Chirurgische Behandlung : Die Entfernung des primären Knochentumors durch Amputation der gesamten Gliedmaße ist die häufigste Überlegung bei der Behandlung eines appendikulären Osteosarkoms. Es handelt sich um einen relativ häufigen Eingriff in der Tiermedizin, der von Hunden, die auf drei Beinen gut zurechtkommen, in der Regel gut vertragen wird. Wenn der Tumor von einer anderen Stelle als einer Gliedmaße ausgeht, kann der Hund Eingriffe wie die Entfernung einer Rippe oder eines Unterkiefers benötigen. Wenn eine Entfernung nicht in Frage kommt, wenden Tierärzte Debulking-Verfahren (Entfernung eines möglichst großen Teils des Tumors) oder gliedmaßenschonende Operationen an.

Chemotherapie: Der Einsatz von systemischen Chemotherapeutika verlängert die Überlebenszeit nach der Diagnose erheblich. Derzeit sind Chemotherapeutika auf Platinbasis (wie Cisplatin oder Carboplatin) und Doxorubicin die Standardtherapie für die systemische Chemotherapie bei Hunden mit Osteosarkomen.

Die Immuntherapie ist ein sich entwickelnder Bereich, in dem das körpereigene Immunsystem bei der Behandlung neoplastischer Zellen eingesetzt wird.

Palliative Optionen : Wenn ein Hund für eine Operation oder Chemotherapie nicht in Frage kommt, gibt es andere Möglichkeiten, um die Schmerzen zu lindern und möglicherweise die Überlebenszeit zu verlängern. Zu diesen Behandlungen gehören:

Traditionelle Strahlentherapie (relativ nicht-invasiv)

Stereotaktische Strahlentherapie (invasiver) und hochdosierte Strahlentherapie

Bisphosphat-Medikamente, die den Knochenabbau hemmen und Schmerzen lindern

Aggressive Schmerztherapie, einschließlich Medikamente wie NSAIDs, Amantadin, Gabapentin und Opioide

Heilung und Behandlung von Osteosarkomen bei Hunden

Behandlung und Prognose des Osteosarkoms hängen vom spezifischen Behandlungsplan des Hundes ab. Eine Amputation allein bringt nur kurzfristige Schmerzlinderung. Die meisten Hunde erliegen innerhalb weniger Monate einer Fernmetastasierung, und nur 10 % der Hunde überleben ein Jahr.

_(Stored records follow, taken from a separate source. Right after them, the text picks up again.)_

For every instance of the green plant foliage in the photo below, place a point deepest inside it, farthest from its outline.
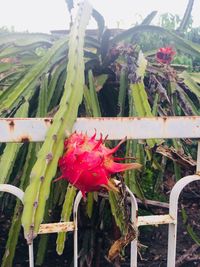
(123, 79)
(46, 165)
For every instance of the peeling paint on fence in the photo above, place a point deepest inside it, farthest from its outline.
(35, 129)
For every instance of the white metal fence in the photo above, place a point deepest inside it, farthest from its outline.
(34, 130)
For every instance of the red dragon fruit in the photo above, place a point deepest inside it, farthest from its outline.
(88, 164)
(165, 55)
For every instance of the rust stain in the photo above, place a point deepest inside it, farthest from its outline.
(11, 125)
(48, 120)
(25, 139)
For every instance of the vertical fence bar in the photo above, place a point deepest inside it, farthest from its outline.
(75, 216)
(134, 213)
(173, 212)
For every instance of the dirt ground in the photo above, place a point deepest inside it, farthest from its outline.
(154, 254)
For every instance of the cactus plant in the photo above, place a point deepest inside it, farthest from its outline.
(46, 165)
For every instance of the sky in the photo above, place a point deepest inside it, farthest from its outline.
(47, 15)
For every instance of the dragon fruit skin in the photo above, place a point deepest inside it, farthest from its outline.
(88, 164)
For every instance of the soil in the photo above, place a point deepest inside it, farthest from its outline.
(154, 254)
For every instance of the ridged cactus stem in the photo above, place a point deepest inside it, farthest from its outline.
(46, 165)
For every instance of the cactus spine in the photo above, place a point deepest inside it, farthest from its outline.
(45, 167)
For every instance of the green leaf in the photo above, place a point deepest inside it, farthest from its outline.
(184, 45)
(33, 75)
(45, 167)
(11, 150)
(191, 84)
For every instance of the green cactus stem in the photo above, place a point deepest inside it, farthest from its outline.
(45, 167)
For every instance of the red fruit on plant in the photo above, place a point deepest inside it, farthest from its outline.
(88, 164)
(165, 55)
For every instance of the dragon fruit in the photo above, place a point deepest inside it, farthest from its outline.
(88, 164)
(165, 55)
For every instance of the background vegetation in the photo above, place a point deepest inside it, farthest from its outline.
(122, 78)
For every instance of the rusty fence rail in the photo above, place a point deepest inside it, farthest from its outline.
(34, 130)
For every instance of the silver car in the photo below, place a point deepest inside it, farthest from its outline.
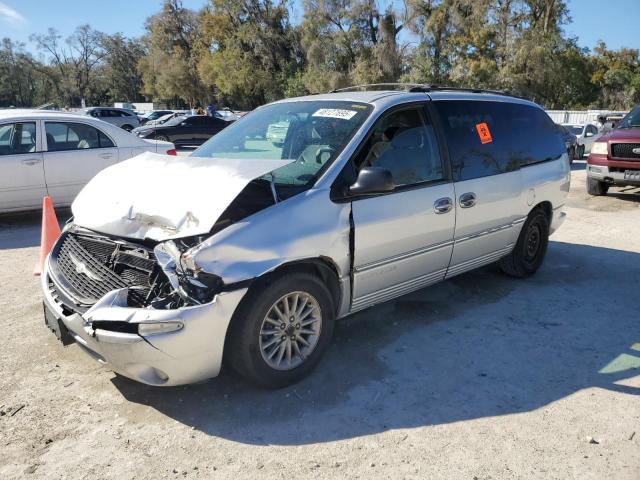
(120, 117)
(246, 253)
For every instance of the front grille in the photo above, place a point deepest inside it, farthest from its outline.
(625, 150)
(89, 267)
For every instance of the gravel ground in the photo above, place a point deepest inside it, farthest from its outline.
(479, 377)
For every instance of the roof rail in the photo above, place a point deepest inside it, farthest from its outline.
(378, 86)
(421, 88)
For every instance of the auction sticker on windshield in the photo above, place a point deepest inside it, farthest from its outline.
(335, 113)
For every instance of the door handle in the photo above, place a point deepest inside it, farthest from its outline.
(467, 200)
(31, 161)
(443, 205)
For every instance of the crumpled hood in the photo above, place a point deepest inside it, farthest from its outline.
(161, 196)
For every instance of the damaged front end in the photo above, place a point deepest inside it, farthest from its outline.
(134, 307)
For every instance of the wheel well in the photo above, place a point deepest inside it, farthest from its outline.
(546, 208)
(321, 267)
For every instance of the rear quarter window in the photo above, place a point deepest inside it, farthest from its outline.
(489, 138)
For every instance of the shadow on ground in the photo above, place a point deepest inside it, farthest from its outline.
(476, 346)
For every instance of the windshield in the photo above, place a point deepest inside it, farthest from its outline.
(576, 130)
(631, 119)
(312, 134)
(175, 121)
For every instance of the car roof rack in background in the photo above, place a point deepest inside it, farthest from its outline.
(421, 88)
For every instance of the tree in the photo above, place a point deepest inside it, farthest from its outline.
(617, 76)
(20, 84)
(350, 42)
(250, 50)
(169, 70)
(72, 65)
(122, 78)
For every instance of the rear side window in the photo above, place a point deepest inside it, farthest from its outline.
(63, 136)
(490, 138)
(17, 138)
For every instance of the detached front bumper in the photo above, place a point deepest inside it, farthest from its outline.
(188, 355)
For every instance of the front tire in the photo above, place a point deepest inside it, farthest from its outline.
(596, 187)
(281, 329)
(530, 249)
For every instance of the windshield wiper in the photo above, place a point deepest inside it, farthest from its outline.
(274, 190)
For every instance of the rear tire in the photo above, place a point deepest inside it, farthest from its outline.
(596, 187)
(530, 249)
(263, 347)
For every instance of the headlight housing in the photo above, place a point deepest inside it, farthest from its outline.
(599, 148)
(193, 285)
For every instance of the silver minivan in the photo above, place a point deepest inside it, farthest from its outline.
(246, 253)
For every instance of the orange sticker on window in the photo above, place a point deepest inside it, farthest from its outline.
(484, 133)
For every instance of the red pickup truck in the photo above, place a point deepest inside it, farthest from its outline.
(615, 157)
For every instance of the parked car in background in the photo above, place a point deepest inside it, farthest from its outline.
(56, 154)
(120, 117)
(166, 118)
(570, 142)
(615, 157)
(586, 134)
(153, 115)
(246, 253)
(184, 130)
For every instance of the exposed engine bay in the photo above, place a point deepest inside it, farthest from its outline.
(87, 265)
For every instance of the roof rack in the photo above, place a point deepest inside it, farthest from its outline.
(421, 88)
(378, 86)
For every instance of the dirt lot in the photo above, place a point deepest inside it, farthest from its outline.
(480, 377)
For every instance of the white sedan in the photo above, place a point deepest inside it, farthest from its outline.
(586, 135)
(56, 154)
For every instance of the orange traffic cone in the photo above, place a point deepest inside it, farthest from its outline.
(50, 232)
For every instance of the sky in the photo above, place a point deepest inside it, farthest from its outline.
(614, 21)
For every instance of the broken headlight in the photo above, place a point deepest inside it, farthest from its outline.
(191, 284)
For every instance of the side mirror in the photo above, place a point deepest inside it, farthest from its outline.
(373, 180)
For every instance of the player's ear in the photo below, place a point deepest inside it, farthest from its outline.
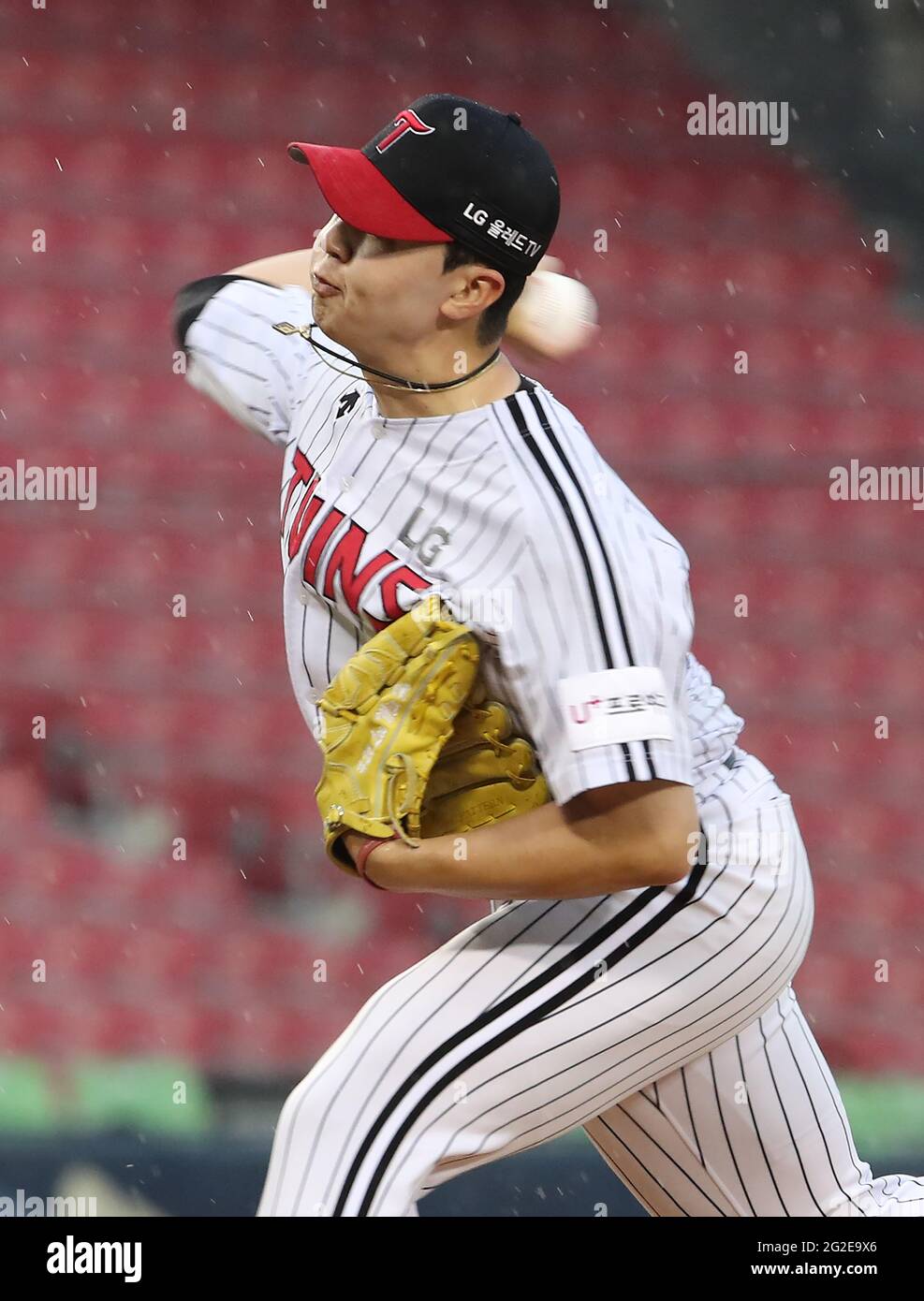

Durch die Kombination von Amputation und Chemotherapie erhöht sich die Überlebenszeit auf etwa ein Jahr nach der Diagnose, wobei 20 % der Hunde länger als zwei Jahre überleben. Ohne jegliche medizinische oder chirurgische Behandlung ist die erwartete Überlebenszeit ähnlich wie bei einer alleinigen Amputation, nämlich etwa 4 Monate. Ohne Amputation leiden die Hunde jedoch unter starken Schmerzen und die Wahrscheinlichkeit pathologischer Frakturen ist hoch.

Tierärzte, die Hunde mit Osteosarkomen behandeln, müssen etwa alle zwei bis drei Monate nach der Behandlung körperliche Untersuchungen, Blutuntersuchungen und Röntgenaufnahmen des Brustkorbs durchführen, um die Metastasierung und Komplikationen der Operation und Chemotherapie zu überwachen, zu denen Infektionen, Immunsuppression, Magen-Darm-Probleme und Blutabweichungen gehören können. Einige Chemotherapeutika sind toxisch für die Nieren und das Herz, so dass die Tierärzte auch auf Organschäden achten müssen.

Osteosarkom bei Hunden FAQs

Kann man Knochenkrebs bei Hunden vorbeugen?

Es gibt derzeit keine Möglichkeit, Knochenkrebs bei Hunden zu verhindern.

Wie hoch ist die Lebenserwartung von Hunden mit Osteosarkom?

Sobald bei einem Hund die Diagnose gestellt wird, beträgt die Überlebenszeit je nach Behandlung zwischen 4 Monaten und 1-2 Jahren.

Ist Knochenkrebs bei Hunden schmerzhaft?

Knochenkrebs ist äußerst schmerzhaft und erfordert eine Vielzahl von Schmerzmitteln.

Was sind die ersten Anzeichen eines Osteosarkoms bei Hunden?

Häufig sind Hinken und Schwellungen die ersten Anzeichen für ein Osteosarkom bei einem Hund einer großen Rasse.

Was sind die Endstadien des Osteosarkoms bei Hunden?

Das Osteosarkom breitet sich schließlich systemisch aus, in der Regel auf die Lunge. Der Knochen wird schließlich geschwächt und bricht bei normaler Belastung, z. B. beim Gehen oder Stehen, weshalb Tierärzte nach Möglichkeit eine Amputation empfehlen.